Making the Diagnosis
Lung cancer is usually suspected when a chest X-ray shows a shadow on the lung. To confirm the diagnosis, a doctor will examine phlegm or mucus that is coughed up. A lesion found on a chest X-ray can be confirmed by a CT scan of the chest and a long needle can be placed through the chest under CT guidance to biopsy (take a sample of) the lesion.
Doctors will usually examine the lungs through a viewing instrument inserted into the bronchi. This procedure is called a bronchoscopy. A biopsy may also be done during the bronchoscopy.
During a biopsy, a sample of abnormal tissue is removed from the lung and later inspected with a microscope. Tissue for a biopsy may also be surgically removed by opening the chest.
Treatment and Prevention
Lung cancer can be managed with surgery, radiation therapy, and chemotherapy, either alone or in combination, depending on how advanced the tumour has developed. Which treatment or combination of treatment that is best will depend on the type of lung cancer, how advanced the cancer is (i.e., the stage of the cancer), overall health, side effects, and the potential for curing the cancer, relieving symptoms, or prolonging life.
Surgery can only be done if the cancerous tumour is small and localized to one lung, and if the remaining lung is strong enough to work on its own. The surgery is called a pneumonectomy if the whole lung is removed, or a lobectomy if only part of the lung is removed. The doctor decides how much of the lung to remove during the surgery. Surgery doesn't always cure the cancer: only around 25% of all lung cancer surgeries are successful. Surgery is only recommended for people in good enough health with no sign of metastatic spread of the tumour. If a person has a serious heart or other lung condition, surgery may not be an option.
Radiation is used for lung cancer that has spread or is too close to the windpipe. For people with serious disease, radiation is used to keep the cancer from growing, rather than to destroy it entirely. Radiation can control bone pain, superior vena cava syndrome and compression of the nerves to the backbone (spinal cord) caused by cancerous cell growth.

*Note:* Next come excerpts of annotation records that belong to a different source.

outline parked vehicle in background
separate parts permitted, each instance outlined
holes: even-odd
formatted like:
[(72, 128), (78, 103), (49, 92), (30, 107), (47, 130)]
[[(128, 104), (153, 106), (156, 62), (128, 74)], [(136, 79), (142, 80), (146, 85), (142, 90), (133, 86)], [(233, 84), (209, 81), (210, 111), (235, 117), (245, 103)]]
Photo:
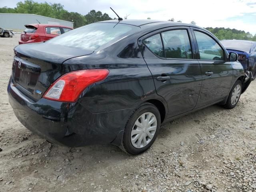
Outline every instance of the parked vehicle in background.
[(11, 33), (12, 34), (12, 35), (15, 35), (15, 34), (16, 34), (16, 32), (14, 31), (13, 30), (10, 30), (10, 31), (11, 31)]
[(69, 27), (49, 24), (25, 25), (26, 29), (20, 35), (19, 44), (47, 41), (73, 29)]
[(10, 30), (0, 27), (0, 36), (2, 37), (12, 37), (12, 33)]
[(194, 25), (111, 20), (16, 46), (8, 92), (18, 119), (50, 142), (138, 154), (162, 123), (234, 107), (251, 82), (238, 59)]
[(238, 61), (244, 71), (251, 71), (256, 77), (256, 42), (244, 40), (223, 40), (221, 41), (228, 52), (238, 54)]

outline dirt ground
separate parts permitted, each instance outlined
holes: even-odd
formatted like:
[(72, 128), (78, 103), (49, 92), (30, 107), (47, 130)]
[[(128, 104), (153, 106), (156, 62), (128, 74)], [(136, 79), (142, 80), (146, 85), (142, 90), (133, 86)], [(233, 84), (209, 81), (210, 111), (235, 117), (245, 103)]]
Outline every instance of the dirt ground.
[(31, 133), (8, 103), (19, 36), (0, 38), (0, 192), (256, 191), (256, 81), (232, 110), (216, 105), (163, 125), (141, 155), (69, 148)]

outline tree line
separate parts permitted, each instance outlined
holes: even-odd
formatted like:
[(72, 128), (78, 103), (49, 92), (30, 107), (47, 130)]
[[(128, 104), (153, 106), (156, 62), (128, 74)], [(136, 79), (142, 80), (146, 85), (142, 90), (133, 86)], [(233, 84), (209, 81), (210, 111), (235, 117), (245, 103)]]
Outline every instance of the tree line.
[(82, 15), (76, 12), (68, 12), (60, 3), (51, 4), (46, 2), (38, 3), (33, 0), (19, 2), (17, 4), (17, 7), (14, 8), (7, 7), (0, 8), (0, 13), (36, 14), (61, 19), (74, 22), (74, 28), (98, 21), (112, 19), (108, 14), (102, 14), (100, 11), (92, 10), (86, 15)]
[[(61, 19), (74, 22), (74, 28), (94, 22), (112, 19), (106, 13), (102, 14), (99, 11), (92, 10), (86, 15), (83, 15), (76, 12), (68, 12), (64, 9), (64, 6), (60, 3), (48, 3), (46, 2), (39, 3), (34, 2), (33, 0), (25, 0), (24, 2), (19, 2), (17, 4), (16, 7), (14, 8), (7, 7), (0, 8), (0, 13), (36, 14)], [(126, 14), (124, 18), (127, 19), (129, 15)], [(151, 18), (148, 17), (147, 19), (151, 19)], [(116, 19), (115, 18), (114, 19)], [(172, 18), (168, 21), (174, 21), (174, 19)], [(178, 20), (177, 22), (182, 22)], [(196, 23), (194, 21), (192, 21), (190, 24), (196, 25)], [(254, 36), (249, 32), (246, 32), (244, 31), (223, 27), (207, 27), (206, 28), (220, 40), (238, 39), (256, 41), (256, 34)]]
[(246, 32), (244, 31), (224, 27), (207, 27), (206, 29), (212, 33), (220, 40), (237, 39), (256, 41), (256, 34), (254, 36), (249, 32)]

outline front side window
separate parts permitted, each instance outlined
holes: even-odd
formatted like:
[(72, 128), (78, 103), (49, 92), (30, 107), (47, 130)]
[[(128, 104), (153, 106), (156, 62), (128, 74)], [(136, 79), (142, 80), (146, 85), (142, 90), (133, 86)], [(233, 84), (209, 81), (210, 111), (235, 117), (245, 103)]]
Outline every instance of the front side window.
[(191, 47), (186, 30), (162, 33), (166, 58), (192, 59)]
[(164, 57), (163, 45), (160, 34), (151, 36), (143, 40), (143, 43), (156, 55), (160, 57)]
[(69, 31), (72, 30), (71, 29), (70, 29), (69, 28), (66, 28), (65, 27), (62, 27), (62, 29), (63, 29), (64, 33), (66, 33), (67, 32), (68, 32)]
[(48, 34), (52, 34), (52, 35), (59, 35), (61, 34), (60, 29), (59, 27), (46, 27), (45, 30), (46, 33)]
[(201, 32), (194, 31), (199, 50), (200, 59), (224, 60), (222, 49), (212, 38)]
[(227, 49), (232, 49), (238, 51), (250, 52), (252, 43), (243, 41), (225, 40), (221, 42), (224, 47)]

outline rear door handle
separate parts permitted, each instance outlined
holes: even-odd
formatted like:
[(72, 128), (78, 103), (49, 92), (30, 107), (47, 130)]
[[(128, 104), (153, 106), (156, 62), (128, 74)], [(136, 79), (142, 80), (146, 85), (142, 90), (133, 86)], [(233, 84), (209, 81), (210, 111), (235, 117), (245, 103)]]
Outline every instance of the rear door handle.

Chemotherapy, which is treatment with anticancer medications, may be used to prolong life when lung cancer is metastatic (spread to other areas of the body), or chemotherapy in combination with radiation may be used to control lung cancer that is still contained within the chest. Recently, molecularly targeted therapy has been found to extend survival rates in some patients with metastatic cancer.
The highest chance for a cure is in those people where the lung cancer was found and surgically removed or treated in its early stages. The estimated 5-year survival rate for all stages of lung cancer in Canadians is 19% for men, and 26% for women. However, if the cancer has spread outside of the chest, it's not usually curable.

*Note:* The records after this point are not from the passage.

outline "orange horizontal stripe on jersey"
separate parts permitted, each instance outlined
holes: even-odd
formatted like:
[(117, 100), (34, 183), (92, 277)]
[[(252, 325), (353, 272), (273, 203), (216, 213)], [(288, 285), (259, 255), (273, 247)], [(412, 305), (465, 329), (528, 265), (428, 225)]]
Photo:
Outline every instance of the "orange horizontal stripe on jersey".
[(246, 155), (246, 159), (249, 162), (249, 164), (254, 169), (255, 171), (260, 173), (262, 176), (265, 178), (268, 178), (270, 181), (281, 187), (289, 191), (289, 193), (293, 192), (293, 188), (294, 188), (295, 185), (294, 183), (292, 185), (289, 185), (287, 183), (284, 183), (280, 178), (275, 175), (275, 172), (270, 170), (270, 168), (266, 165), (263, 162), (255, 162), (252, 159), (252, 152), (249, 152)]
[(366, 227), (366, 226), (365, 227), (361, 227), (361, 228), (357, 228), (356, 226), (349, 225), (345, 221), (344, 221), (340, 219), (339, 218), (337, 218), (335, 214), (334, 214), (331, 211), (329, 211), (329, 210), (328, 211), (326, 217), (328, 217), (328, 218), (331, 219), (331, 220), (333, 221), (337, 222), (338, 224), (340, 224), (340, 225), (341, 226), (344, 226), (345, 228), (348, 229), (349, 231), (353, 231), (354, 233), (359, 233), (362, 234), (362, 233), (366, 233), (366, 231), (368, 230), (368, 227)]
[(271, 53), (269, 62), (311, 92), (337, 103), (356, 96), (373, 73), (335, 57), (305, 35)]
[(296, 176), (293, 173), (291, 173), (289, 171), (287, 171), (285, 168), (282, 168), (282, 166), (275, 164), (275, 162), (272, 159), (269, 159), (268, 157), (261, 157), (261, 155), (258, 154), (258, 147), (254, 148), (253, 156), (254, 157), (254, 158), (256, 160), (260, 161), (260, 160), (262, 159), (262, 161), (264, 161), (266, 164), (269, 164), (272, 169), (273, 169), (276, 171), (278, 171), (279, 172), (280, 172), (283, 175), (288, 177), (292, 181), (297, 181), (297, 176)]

It's important for people who have had lung cancer to have regular checkups. Some people who have had lung cancer surgically removed will get it again. The figure is even higher for those who keep smoking after the surgery. Prevention of lung cancer is possible; deciding to quit smoking is the first big step. There are many helpful techniques and treatments for smoking cessation; see our article on this topic.